Okay then, replace it with a six pack of beer from Sheetz, or a candy bar, or whatever the hell else you think kids steal these days.
Yeah, we could do that. But when your 13-year-old gets caught stealing a dirty magazine from a convenience store, don't come crying to the court.
What you're essentially advocating for is the abolition of the 6th Amendment, which gives the right to confront one's accusers. Even if we eliminated this requirement, though, it still doesn't solve the problem, as the witness still needs to be present, it's just the judge doing the questioning and not the lawyers. As for your specific evidentiary examples, the video is actually the least persuasive piece of evidence in the scenario, since it probably doesn't show enough to convict. I grabbed the first shoplifting video I could find from YouTube; it's a news report about a theft from a liquor store in Kenya. https://youtube.com/watch?v=ErfIL-_UOiA This is actually a better video than I originally pictured — it's in color, has reasonably high resolution, and appears to show most of the store. Now tell me, without looking at the transcript, what items are being stolen and how much do they cost? Would you be confident in being able to identify someone you had never seen before as the person in this video? Would you be okay with someone you've never met before identifying you in this video? Now imagine that the only video we have just shows you removing an item from a shelf, and all you can see is the aisle that you're in. It's good evidence in that it buttresses other testimony, but it's pretty useless on its own.
or even just by the police finding a shoplifted item on the person of a shoplifter.
This is even worse evidence. A police finds an item on you. What basis does he have to determine that it was stolen? How would you feel about the following scenario: A shopkeeper reports that he observed a white male stealing a pair of expensive headphones from an electronics store. The police see you a block away listening to a pair of headphones that match the shopkeeper's description. The shopkeeper does not identify you in court, but you are nonetheless convicted on the cop's testimony that you had the shoplifted merchandise in your possession?
They are, but if the complaining witness isn't motivated enough to show up for 15 minutes of questioning, then the prosecutor isn't going to waste their time with the case either.
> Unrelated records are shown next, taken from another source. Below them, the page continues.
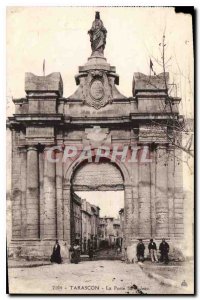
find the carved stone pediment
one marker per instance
(96, 90)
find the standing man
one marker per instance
(140, 250)
(164, 250)
(56, 257)
(153, 250)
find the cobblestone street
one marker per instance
(100, 277)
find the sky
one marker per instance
(110, 202)
(59, 35)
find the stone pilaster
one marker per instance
(16, 188)
(178, 194)
(153, 192)
(49, 192)
(171, 178)
(41, 190)
(23, 155)
(128, 213)
(144, 200)
(135, 196)
(59, 195)
(66, 211)
(162, 214)
(32, 194)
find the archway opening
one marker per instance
(97, 210)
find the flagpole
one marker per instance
(44, 67)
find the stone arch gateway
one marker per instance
(97, 116)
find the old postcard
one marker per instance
(100, 111)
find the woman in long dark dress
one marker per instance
(56, 256)
(75, 253)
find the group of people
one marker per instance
(163, 248)
(75, 252)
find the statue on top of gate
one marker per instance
(97, 36)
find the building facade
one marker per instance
(90, 222)
(109, 232)
(97, 114)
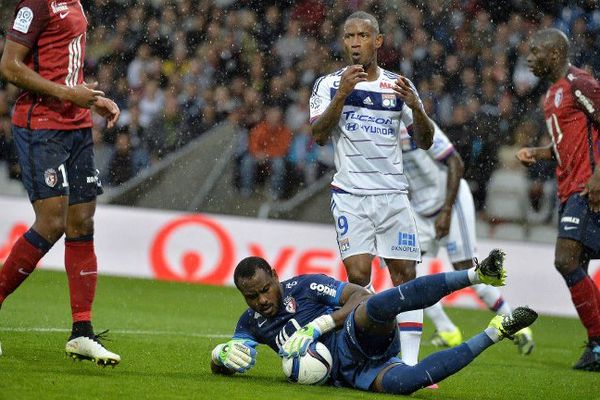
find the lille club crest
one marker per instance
(50, 177)
(290, 304)
(558, 97)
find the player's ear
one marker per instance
(378, 41)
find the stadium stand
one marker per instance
(179, 68)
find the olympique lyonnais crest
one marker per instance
(290, 304)
(388, 100)
(50, 177)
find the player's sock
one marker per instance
(369, 287)
(82, 328)
(492, 298)
(439, 318)
(586, 299)
(22, 260)
(403, 379)
(410, 324)
(82, 268)
(414, 295)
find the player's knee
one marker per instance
(565, 264)
(80, 227)
(359, 277)
(51, 227)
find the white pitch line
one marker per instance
(121, 332)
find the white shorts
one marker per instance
(382, 225)
(460, 242)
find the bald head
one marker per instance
(553, 40)
(548, 54)
(365, 17)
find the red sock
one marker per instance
(82, 268)
(21, 262)
(586, 299)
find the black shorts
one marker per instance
(57, 163)
(576, 221)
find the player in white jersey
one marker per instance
(361, 108)
(445, 215)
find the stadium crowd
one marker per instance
(177, 68)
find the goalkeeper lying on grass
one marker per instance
(357, 327)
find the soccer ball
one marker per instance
(312, 368)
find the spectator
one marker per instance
(268, 145)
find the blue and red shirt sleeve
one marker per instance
(31, 18)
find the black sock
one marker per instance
(82, 328)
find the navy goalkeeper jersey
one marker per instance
(303, 299)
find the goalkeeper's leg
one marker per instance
(404, 379)
(425, 291)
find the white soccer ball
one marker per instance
(313, 368)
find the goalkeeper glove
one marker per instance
(298, 343)
(237, 355)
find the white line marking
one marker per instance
(120, 332)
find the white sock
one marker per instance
(492, 298)
(410, 324)
(473, 276)
(439, 318)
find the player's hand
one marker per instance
(592, 191)
(404, 89)
(350, 77)
(236, 355)
(526, 156)
(442, 223)
(107, 109)
(298, 343)
(84, 95)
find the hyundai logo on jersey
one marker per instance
(350, 126)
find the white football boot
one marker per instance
(85, 348)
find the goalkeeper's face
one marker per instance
(262, 292)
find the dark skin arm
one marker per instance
(220, 369)
(323, 127)
(592, 188)
(455, 173)
(351, 297)
(14, 70)
(530, 155)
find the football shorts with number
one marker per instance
(460, 241)
(382, 225)
(57, 163)
(577, 222)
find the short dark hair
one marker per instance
(554, 39)
(366, 16)
(248, 267)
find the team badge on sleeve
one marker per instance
(290, 304)
(315, 102)
(23, 20)
(388, 100)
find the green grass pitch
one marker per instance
(164, 333)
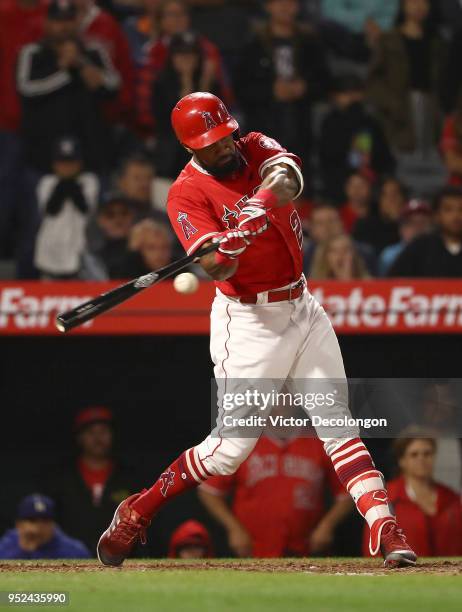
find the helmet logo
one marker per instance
(209, 120)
I work with a few former prosecutors, and this topic has come up a number of times. It's easy to look at the number of dismissals and non-prosecutions of shoplifting and conclude that the prosecutors are being wishy-washy, but the realities of the situation often leave them with no real alternative. Consider the following case: A store clerk observes a thief stealing an item and calls the police. The suspect is arrested, and a body search uncovers the item. There is video of the suspect stealing the item. This is the perfect case, a slam-dunk to convict right?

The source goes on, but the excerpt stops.